Diskriminierende Anwendung des Diskriminierungsverbotes (Antirassismus-Gesetz)

6.  Juli 2000

Diskriminierende Anwendung des Diskriminierungsverbotes (Anti-Rassismus-Gesetz)

von Erwin Kessler, Präsident VgT

Das sog Anti-Rassismus-Gesetz (Strafgesetzbuch StGB 261bis) schützt nicht alle Bürger gleich vor Diskriminierung, Juden sind etwas gleicher und für sie und von ihnen wurde dieses Maulkorbgesetz auch geschaffen, denn es ist in Wirtschaft und Politik recht vorteilhaft, vor Kritik geschützt zu sein.

Das dies keine antisemitische These sondern Realität ist, zeigt sich nicht nur am Wortlaut von StGB 261bis, welcher nur bestimmte Bevölkerungsgruppen vor Diskriminierung schützt, sondern - und ganz besonders - der Vollzug dieses Gesetzes. Im sog Schächtprozess habe ich in meinen Plädoyers anhand mehrerer Strafentscheide belegt, dass es nicht darauf ankommt, was gesagt wird, sondern wer etwas sagt (www.vgt.ch/justizwillkuer/schaechtpr-bger2.htm). Wenn ich die Schächt-Juden mit Nazis vergleiche, werde ich zu Gefängnis verurteilt. Wenn ein jüdischer Kürschner Tierschützer, welche die Pelzmode bekämpfen, mit Nazis vergleicht, wird er freigesprochen (siehe Abschnitt "11. Diskriminierendes Diskriminierungsverbot" in www.vgt.ch/justizwillkuer/schaechtpr-bger2.htm).

Der dem Volk als Antirassismus-Gesetz - wer möchte da schon dagegen sein! - verkaufte Maulkorb-Artikel des Strafgesetzbuches ist in Wirklichkeit ein politisches Mittel für den Missbrauch der Justiz für politische Zwecke.
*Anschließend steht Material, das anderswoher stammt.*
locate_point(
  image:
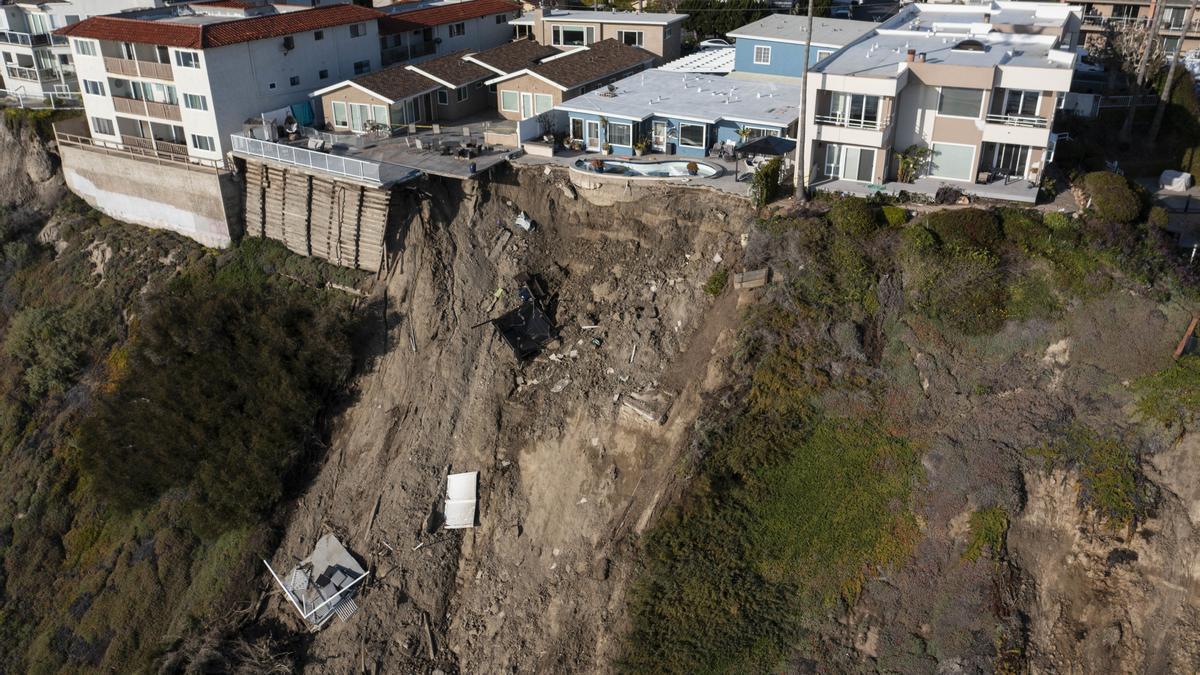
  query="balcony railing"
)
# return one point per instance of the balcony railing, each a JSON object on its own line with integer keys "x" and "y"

Dass dieser Strafartikel hie und da auch gegen rassistische Äusserungen angewendet wird, vermag dem kritischen Beobachter die wirkliche Stossrichtung nicht zu verbergen. (Bis zur Schaffung dieses Maulkorbgesetzes und den widerlichen Attacken israelischer und amerikanischer jüdischer Kreise gegen die Schweiz in den letzten Jahren war in der Schweiz kein ernst zu nehmender Antisemitismus auszumachen.)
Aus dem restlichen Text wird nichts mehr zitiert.